Concurrent deletion of 1p and 19q constitutes a hallmark alteration in oligodendroglioma, being found in up to 80% of cases [22]. Most tumors show losses of one entire copy of 1p and 19q, while partial deletions are rare in oligodendroglioma [23]. In the present case, in addition to histological examination of the H & E stain, the findings that the LOH of 19q did not exist and GFAP was consistently expressed in tumor cells suggested the diagnosis of anaplastic astrocytoma.

It is not clear whether radiation caused the LOH of 1p in our patient. There is not the report that performed the analysis of LOH for chromosomal regions that are frequently deleted in radiation-induced glioma. In vivo analysis revealed frequent LOH on chromosomes 4, 12, and 19 in radiation-induced lymphomas of mice that are homologous to human chromosomes 1p, 12q, and 10q, respectively [24]. Also, Shoshan et al. reported that frequent allele losses were found on chromosomes 1p, 9p, 19q, and 18q in radiation-induced meningiomas [25]. Recently, Hata et al. described the case of radiation-induced anaplastic oligodendroglioma, which had the allelic loss of chromosomes 1p, 17p, and 19q [26]. From these reports, the LOH of 1p might tend to be induced by irradiation, but further studies are needed to elucidate the association between radiation and LOH of 1p. LOH of 1p in malignant glioma is known to be one of the important factors that predict better outcome in patients. However, radiation-induced oligodendroglioma with LOH of 1p rapidly progressed after surgery despite radiochemotherapy [26]. Therefore, we should carefully follow up the tumor of our patient.

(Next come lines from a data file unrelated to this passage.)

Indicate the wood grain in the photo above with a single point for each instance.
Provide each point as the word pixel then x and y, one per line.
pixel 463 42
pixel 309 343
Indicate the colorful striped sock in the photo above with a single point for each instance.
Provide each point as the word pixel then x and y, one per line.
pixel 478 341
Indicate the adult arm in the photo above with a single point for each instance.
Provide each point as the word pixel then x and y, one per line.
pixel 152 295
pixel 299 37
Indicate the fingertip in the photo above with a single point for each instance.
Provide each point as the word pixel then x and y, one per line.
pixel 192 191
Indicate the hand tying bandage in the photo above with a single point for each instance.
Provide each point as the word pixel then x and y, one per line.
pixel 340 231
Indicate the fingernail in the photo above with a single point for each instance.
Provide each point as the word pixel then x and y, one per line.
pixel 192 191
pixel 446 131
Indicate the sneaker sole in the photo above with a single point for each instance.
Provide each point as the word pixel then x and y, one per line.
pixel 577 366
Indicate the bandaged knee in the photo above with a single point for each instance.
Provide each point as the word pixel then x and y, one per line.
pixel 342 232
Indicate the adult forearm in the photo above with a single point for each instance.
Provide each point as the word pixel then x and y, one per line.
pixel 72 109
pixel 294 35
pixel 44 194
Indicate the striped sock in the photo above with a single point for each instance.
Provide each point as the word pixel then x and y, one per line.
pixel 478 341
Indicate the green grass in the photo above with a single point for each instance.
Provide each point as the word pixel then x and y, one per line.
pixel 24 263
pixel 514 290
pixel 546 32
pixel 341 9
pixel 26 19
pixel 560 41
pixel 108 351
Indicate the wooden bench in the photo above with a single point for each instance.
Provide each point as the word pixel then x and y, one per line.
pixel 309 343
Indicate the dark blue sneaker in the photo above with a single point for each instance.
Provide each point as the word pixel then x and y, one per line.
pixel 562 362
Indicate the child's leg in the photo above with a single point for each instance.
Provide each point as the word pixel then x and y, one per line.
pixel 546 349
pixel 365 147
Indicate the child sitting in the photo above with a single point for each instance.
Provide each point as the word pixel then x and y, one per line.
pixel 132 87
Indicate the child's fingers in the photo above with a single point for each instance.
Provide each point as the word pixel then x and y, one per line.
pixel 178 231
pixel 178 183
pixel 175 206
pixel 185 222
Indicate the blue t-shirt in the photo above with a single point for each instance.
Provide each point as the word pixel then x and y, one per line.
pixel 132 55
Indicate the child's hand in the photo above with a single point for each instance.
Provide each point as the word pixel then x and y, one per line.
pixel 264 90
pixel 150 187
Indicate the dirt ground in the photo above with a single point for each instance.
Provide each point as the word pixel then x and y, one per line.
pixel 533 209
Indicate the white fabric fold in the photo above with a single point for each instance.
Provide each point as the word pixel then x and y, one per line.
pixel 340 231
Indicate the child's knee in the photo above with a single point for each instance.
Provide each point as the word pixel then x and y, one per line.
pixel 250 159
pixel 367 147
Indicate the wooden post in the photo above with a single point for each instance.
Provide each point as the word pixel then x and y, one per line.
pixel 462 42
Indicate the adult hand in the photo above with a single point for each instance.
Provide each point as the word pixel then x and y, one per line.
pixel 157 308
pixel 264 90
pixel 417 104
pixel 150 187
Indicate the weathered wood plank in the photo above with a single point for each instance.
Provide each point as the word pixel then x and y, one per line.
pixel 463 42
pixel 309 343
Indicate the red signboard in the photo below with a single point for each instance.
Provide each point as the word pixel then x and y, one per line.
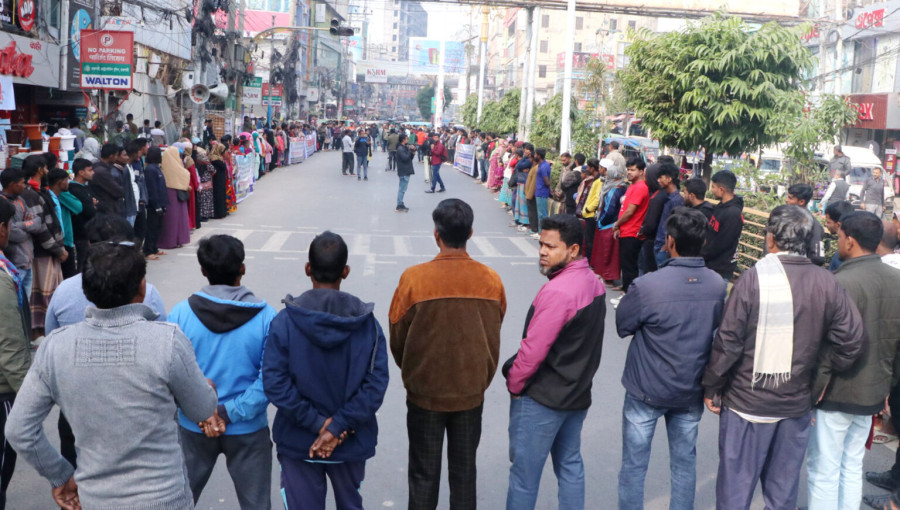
pixel 872 110
pixel 870 19
pixel 107 59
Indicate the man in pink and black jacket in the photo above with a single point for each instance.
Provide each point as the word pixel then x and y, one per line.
pixel 550 377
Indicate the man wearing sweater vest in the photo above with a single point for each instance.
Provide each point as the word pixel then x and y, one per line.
pixel 227 326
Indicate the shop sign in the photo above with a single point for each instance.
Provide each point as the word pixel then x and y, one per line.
pixel 870 19
pixel 871 110
pixel 7 97
pixel 272 94
pixel 252 93
pixel 107 59
pixel 29 61
pixel 25 11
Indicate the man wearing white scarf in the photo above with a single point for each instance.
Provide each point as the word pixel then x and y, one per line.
pixel 781 315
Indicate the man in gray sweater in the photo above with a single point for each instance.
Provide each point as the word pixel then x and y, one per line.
pixel 118 377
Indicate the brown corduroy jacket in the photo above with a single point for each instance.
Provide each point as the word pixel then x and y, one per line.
pixel 445 331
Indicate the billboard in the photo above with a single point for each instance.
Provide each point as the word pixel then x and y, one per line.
pixel 107 59
pixel 424 56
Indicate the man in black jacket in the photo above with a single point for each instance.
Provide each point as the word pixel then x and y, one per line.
pixel 727 222
pixel 78 187
pixel 673 314
pixel 785 318
pixel 404 169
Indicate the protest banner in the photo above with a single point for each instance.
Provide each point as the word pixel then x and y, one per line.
pixel 465 159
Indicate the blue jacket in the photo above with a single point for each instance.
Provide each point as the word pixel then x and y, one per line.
pixel 326 357
pixel 673 314
pixel 227 327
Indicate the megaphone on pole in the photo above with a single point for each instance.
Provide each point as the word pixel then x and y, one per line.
pixel 199 93
pixel 220 91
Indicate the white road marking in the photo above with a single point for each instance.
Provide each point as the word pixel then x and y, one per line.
pixel 487 249
pixel 401 246
pixel 276 241
pixel 524 245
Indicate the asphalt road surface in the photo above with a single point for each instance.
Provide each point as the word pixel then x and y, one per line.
pixel 278 222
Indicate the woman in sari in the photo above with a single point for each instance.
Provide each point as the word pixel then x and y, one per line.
pixel 605 252
pixel 205 195
pixel 495 180
pixel 220 179
pixel 176 229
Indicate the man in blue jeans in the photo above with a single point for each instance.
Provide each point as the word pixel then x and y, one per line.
pixel 549 379
pixel 673 314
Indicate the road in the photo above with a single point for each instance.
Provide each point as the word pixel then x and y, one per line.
pixel 277 224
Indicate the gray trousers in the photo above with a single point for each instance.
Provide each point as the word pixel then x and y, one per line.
pixel 769 453
pixel 248 458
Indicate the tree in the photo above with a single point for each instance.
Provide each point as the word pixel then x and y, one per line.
pixel 716 84
pixel 546 128
pixel 426 93
pixel 804 127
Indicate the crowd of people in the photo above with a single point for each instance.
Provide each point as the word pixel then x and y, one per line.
pixel 795 359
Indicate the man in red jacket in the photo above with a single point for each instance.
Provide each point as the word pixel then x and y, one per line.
pixel 438 156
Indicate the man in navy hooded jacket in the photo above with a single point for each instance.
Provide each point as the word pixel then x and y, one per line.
pixel 227 326
pixel 325 369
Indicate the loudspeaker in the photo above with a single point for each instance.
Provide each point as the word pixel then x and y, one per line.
pixel 199 93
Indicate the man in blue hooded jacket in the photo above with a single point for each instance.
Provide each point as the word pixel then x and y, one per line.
pixel 227 326
pixel 325 369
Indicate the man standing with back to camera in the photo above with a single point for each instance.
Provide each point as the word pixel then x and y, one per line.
pixel 445 337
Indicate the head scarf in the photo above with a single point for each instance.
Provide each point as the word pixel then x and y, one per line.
pixel 216 152
pixel 615 177
pixel 176 175
pixel 91 150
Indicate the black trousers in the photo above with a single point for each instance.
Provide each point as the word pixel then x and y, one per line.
pixel 426 431
pixel 629 252
pixel 70 266
pixel 248 458
pixel 81 248
pixel 531 203
pixel 66 441
pixel 647 261
pixel 8 456
pixel 347 162
pixel 154 227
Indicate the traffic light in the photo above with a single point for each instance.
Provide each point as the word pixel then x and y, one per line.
pixel 338 30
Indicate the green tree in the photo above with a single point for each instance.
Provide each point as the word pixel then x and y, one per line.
pixel 715 84
pixel 423 99
pixel 501 117
pixel 546 127
pixel 804 127
pixel 469 111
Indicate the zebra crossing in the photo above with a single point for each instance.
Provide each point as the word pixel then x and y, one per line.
pixel 291 243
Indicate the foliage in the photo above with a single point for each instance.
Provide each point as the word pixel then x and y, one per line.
pixel 501 117
pixel 469 110
pixel 803 127
pixel 716 84
pixel 546 127
pixel 423 99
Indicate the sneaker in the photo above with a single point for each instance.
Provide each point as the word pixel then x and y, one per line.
pixel 881 479
pixel 881 501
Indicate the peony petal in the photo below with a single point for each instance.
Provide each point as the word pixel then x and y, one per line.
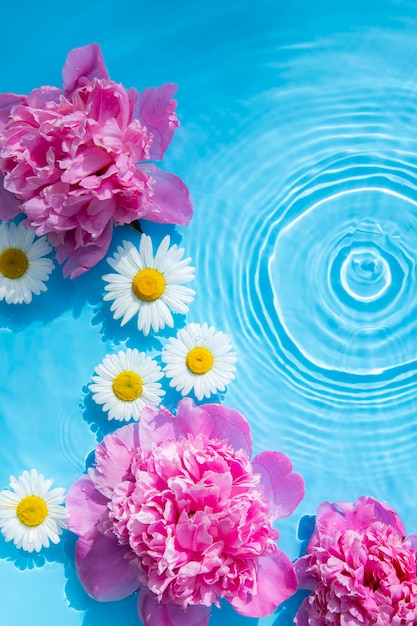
pixel 103 569
pixel 9 204
pixel 154 614
pixel 276 582
pixel 280 485
pixel 81 259
pixel 157 113
pixel 7 102
pixel 302 617
pixel 155 426
pixel 357 516
pixel 192 419
pixel 170 202
pixel 231 425
pixel 85 506
pixel 304 577
pixel 113 458
pixel 85 62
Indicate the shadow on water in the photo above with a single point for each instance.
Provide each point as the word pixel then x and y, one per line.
pixel 64 294
pixel 95 613
pixel 32 560
pixel 108 613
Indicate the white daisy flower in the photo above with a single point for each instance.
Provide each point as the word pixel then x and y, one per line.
pixel 23 270
pixel 147 285
pixel 125 383
pixel 199 359
pixel 31 515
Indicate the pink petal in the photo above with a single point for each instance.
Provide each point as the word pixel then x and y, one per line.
pixel 155 426
pixel 231 425
pixel 281 486
pixel 153 614
pixel 39 97
pixel 302 617
pixel 103 569
pixel 82 259
pixel 7 102
pixel 357 516
pixel 9 204
pixel 170 202
pixel 85 506
pixel 276 582
pixel 192 419
pixel 85 62
pixel 368 510
pixel 113 458
pixel 302 570
pixel 157 113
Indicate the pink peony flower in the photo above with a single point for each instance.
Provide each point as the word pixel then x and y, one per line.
pixel 175 508
pixel 77 159
pixel 361 569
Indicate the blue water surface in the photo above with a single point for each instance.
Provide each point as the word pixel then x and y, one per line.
pixel 298 141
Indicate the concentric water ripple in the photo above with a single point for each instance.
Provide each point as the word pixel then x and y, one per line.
pixel 316 277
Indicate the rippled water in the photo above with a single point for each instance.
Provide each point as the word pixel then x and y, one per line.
pixel 299 144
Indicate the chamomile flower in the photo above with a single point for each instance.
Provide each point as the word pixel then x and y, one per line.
pixel 147 285
pixel 125 383
pixel 23 268
pixel 199 358
pixel 31 514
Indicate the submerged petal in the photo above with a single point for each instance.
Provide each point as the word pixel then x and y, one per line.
pixel 280 485
pixel 170 202
pixel 84 62
pixel 157 113
pixel 85 505
pixel 153 613
pixel 103 568
pixel 276 582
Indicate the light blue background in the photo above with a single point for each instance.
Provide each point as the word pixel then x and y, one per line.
pixel 283 104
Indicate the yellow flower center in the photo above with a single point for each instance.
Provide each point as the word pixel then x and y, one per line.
pixel 199 360
pixel 32 510
pixel 128 386
pixel 13 263
pixel 148 284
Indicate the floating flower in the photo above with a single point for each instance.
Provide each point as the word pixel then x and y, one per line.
pixel 23 268
pixel 174 507
pixel 199 358
pixel 32 515
pixel 78 159
pixel 125 383
pixel 360 568
pixel 147 285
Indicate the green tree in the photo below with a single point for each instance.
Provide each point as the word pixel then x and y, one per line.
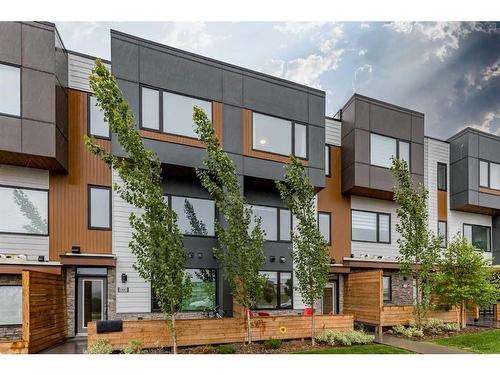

Medulloblastomas require aggressive multimodality therapy, including surgery, radiation, and chemotherapy. The outlook for patients with medulloblastoma has improved dramatically during the past 20 years, primarily because of the use of craniospinal radiotherapy plus intensive chemotherapy. In light of the fact that improvements in surgical and other adjunctive treatments may lead to longer overall survival, the incidence of radiation-induced intracranial tumors will increase. Whenever radiation is administered to young children or adults, serial screening studies are suggested to enable earlier detection and treatment.